DIAGNOSTIC ACCURACY OF ULTRASONOGRAM NECK VERSUS THYROGLOBULIN FOR FOLLOW UP OF PAPILLARY CARCINOMA PATIENTS WITH TOTAL THYROIDECTOMY.
Main Article Content
Keywords
Thyroglobulin, neck Ultrasonogram, Papillary carcinoma, thyroidectomy
Abstract
Objective: To assess the diagnostic accuracy of ultrasonography neck (Neck US) and thyroglobulin (Tg) tests for the follow-up of patients with papillary thyroid carcinoma (PTC) following total thyroidectomy.
Methods: This study looked at neck US and Tg levels in detecting disease residual or recurrence in PTC patients who had undergone total thyroidectomy.

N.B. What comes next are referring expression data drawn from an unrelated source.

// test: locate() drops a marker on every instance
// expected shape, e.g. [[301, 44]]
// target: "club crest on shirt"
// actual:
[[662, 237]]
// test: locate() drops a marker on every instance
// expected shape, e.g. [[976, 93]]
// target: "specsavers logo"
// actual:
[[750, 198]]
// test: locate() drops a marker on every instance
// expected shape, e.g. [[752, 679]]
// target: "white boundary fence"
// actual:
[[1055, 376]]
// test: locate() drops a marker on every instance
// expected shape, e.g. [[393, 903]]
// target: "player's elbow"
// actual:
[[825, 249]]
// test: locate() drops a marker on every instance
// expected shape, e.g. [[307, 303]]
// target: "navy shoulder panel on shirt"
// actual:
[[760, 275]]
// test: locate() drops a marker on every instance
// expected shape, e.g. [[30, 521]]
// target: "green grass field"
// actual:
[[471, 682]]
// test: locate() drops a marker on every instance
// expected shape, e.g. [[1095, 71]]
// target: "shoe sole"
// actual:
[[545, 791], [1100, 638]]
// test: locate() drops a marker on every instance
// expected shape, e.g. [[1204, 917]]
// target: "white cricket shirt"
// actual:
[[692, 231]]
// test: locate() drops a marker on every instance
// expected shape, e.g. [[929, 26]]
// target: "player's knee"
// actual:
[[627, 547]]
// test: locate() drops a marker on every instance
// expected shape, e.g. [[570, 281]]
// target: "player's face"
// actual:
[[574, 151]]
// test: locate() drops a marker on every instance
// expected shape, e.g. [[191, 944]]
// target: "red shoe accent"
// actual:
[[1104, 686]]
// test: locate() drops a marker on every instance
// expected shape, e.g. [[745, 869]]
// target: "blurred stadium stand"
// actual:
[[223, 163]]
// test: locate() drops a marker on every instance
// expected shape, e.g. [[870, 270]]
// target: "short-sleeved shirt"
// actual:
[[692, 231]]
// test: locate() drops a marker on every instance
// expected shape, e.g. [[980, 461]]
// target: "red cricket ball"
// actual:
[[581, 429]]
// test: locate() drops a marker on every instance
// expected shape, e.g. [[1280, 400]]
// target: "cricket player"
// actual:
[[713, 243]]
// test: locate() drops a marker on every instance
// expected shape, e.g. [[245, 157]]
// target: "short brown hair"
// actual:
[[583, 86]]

A total of 100 patients were included in the analysis, and Tg testing and Neck US were performed on them at regular follow-up intervals.
Results: The Thyroglobulin (Tg) test demonstrated a higher sensitivity of 83.33% than Neck US, which had a sensitivity of 66.67%. This suggests that the Tg test is more effective in detecting true positive cases of recurrence or residual disease. But because Neck US had a higher specificity, it was better at ruling out false positives. Early detection was aided by Tg, and recurrence or residual disease was confirmed by Neck US. Tg and Neck US offered complementary diagnostic data when combined.
Conclusion: The Thyroglobulin (Tg) test is more sensitive and, as a result, more successful in detecting recurrence or residual disease in PTC patients following a thyroidectomy. Neck ultrasonography continues to be a helpful confirmatory test to assist clinicians in making decisions and excluding false positives due to its higher specificity. A combined approach that makes use of both tests is recommended for PTC patients in order to provide the best follow-up care.